Однажды она уже лежала в клинике, но это было давно и происходило как бы понарошку, ради забавы. В тот раз ей самой нравилось объявлять: «Я недельки на две – на три ложусь в клинику». И все сказали: «Ага, давай! Там тебе каждое утро будут подавать наркотики прямо на блюдечке. Это же клево!» Тогда это был вроде как эксперимент, а не суровая необходимость, и Фиона каждый день говорила себе: «Я могу уйти, как только пожелаю!» Но зачем было уходить?

На этот раз дело обстояло иначе. На этот раз она решилась лечь в клинику, потому что ей было по‑настоящему плохо. И на этот раз у нее не было такого ощущения, что она может уйти, когда пожелает. Поэтому она спросила: «Я смогу уйти, если так захочу?» И Патрисия заверила ее: «В любую минуту. Ты сама вольна решать, что тебе делать». А ей все равно как‑то не верилось, не получалось поверить. Она испуганно цеплялась за руку Патрисии, хотя вовсе не знала, может ли доверять этой женщине. Они были знакомы всего чуть больше недели. Но в сравнении с другими контактами Фионы это была целая вечность. «Это чуть ли не дружба», – горько подумала Фиона.

Доктор Ллойд оказался приятным мужчиной, всего лет на десять старше Фионы. Не роковой красавец, но вполне симпатичный, с бархатным голосом и обходительными манерами. Рукопожатие, которое словно бы говорило: «Я могу вам помочь!» И на Фиону это подействовало, страх отступил. Немного понтовый, чересчур весь выпускник частной школы. По‑видимому, из таких, которые считают, что им надо скрывать свои корни. Если бы он только знал, какое это счастье иметь хоть какие‑то корни!

Она сразу же спросила его, откуда он родом. Он с улыбкой ответил: «Из Лондона», хотя произношение было совершенно не лондонское. Должно быть, отучили от лондонского в школе.

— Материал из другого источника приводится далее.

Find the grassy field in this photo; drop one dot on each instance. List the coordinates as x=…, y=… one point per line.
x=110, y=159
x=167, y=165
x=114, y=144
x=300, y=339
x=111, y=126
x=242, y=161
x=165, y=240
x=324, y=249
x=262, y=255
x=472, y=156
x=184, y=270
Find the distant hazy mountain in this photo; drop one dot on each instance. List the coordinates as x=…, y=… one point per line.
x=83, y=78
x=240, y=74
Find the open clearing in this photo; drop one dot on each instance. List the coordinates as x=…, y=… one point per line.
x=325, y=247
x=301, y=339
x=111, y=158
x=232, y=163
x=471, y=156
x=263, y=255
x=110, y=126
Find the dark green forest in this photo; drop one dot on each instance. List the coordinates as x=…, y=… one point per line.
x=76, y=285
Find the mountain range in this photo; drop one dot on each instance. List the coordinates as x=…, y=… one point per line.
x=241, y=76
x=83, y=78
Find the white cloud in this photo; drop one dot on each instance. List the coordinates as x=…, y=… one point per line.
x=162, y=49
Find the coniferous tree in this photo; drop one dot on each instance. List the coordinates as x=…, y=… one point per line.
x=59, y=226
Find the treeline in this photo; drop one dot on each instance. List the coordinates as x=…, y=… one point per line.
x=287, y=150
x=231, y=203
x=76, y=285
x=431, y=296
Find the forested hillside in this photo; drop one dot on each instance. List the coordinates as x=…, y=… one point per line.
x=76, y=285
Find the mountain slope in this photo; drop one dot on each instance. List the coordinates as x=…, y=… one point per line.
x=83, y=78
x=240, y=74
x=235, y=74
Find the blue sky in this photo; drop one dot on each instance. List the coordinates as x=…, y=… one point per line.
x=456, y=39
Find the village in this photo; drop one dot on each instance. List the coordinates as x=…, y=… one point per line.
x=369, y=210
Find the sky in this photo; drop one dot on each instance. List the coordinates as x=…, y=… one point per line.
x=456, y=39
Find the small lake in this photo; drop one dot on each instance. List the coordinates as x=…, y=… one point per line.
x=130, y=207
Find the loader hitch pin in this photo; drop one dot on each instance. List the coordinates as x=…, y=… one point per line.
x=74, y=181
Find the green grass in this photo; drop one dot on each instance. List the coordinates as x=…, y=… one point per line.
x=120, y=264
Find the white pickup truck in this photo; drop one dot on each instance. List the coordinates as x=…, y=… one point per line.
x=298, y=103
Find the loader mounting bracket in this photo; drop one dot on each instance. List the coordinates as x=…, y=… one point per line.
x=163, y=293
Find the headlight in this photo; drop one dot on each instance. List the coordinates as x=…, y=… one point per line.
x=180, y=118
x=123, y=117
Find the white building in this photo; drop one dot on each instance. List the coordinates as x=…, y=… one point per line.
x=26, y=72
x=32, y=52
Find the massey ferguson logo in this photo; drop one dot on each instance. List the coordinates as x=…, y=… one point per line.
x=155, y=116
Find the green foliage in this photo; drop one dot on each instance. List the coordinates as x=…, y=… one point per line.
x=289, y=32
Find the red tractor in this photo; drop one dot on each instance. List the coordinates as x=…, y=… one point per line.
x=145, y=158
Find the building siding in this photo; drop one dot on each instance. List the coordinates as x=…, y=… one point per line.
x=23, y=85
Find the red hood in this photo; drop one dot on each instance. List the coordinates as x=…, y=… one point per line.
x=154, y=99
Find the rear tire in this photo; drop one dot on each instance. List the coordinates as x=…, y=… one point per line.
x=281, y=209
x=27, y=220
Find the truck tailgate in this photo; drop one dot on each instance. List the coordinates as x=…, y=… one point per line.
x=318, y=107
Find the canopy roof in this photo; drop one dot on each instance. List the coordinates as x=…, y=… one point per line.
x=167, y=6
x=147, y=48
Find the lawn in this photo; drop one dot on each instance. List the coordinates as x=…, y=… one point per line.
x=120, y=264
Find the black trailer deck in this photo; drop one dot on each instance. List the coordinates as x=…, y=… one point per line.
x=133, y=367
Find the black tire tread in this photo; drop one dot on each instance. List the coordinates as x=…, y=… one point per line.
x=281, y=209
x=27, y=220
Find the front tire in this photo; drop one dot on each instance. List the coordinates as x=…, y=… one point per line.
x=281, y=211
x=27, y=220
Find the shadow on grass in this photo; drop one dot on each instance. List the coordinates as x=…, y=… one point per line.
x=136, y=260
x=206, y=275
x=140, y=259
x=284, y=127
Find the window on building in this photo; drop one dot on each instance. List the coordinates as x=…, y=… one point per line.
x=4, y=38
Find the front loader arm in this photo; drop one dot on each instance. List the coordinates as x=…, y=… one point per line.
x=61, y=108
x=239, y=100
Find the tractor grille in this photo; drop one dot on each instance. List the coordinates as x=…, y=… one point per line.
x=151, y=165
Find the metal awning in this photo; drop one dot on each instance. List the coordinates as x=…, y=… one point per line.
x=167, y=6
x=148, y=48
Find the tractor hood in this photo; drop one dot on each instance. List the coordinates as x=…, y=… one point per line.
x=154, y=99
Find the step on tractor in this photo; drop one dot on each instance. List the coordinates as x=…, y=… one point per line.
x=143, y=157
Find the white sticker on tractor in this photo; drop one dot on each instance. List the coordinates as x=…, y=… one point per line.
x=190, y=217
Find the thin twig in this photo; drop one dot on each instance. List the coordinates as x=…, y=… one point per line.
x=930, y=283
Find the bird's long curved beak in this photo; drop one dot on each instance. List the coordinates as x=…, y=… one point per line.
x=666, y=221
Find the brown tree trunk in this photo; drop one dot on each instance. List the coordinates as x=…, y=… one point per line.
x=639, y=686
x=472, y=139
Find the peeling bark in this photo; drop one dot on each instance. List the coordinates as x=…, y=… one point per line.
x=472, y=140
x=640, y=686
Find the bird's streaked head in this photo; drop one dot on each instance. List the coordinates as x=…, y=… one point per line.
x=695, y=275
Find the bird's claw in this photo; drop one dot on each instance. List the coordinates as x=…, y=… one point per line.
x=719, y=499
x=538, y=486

– Какая школа? – спросила она сардонически.

Отвечая, он прищурился:

– Из которой вылетел Стивен Фрай.

Хороший ответ! Она спросила, какие он назначит ей медикаменты, будет ли она и дальше принимать диазепам, и он сказал, что предпочитает договориться с ней о другом лекарстве, которое не вызывает зависимости. Сейчас, мол, разработаны превосходные новые препараты – но только с ее согласия. Она кивнула. Ладно, отчего бы и нет! С какой стати она будет возражать? Лишь бы оно действовало. А Патрисия все время держала ее за руку.

Патрисия, как заметила Фиона, запала на доктора Ллойда. Что там разница в возрасте! Старушка – ладно, пускай не старушка, – дама среднего возраста определенно неровно дышала к этому молодому мужику, и когда Фиона спросила ее, как они познакомились, Патрисия в восторженном тоне рассказала о конгрессе в Манчестере на тему «Депрессия и парная терапия». Ну, или что‑то вроде.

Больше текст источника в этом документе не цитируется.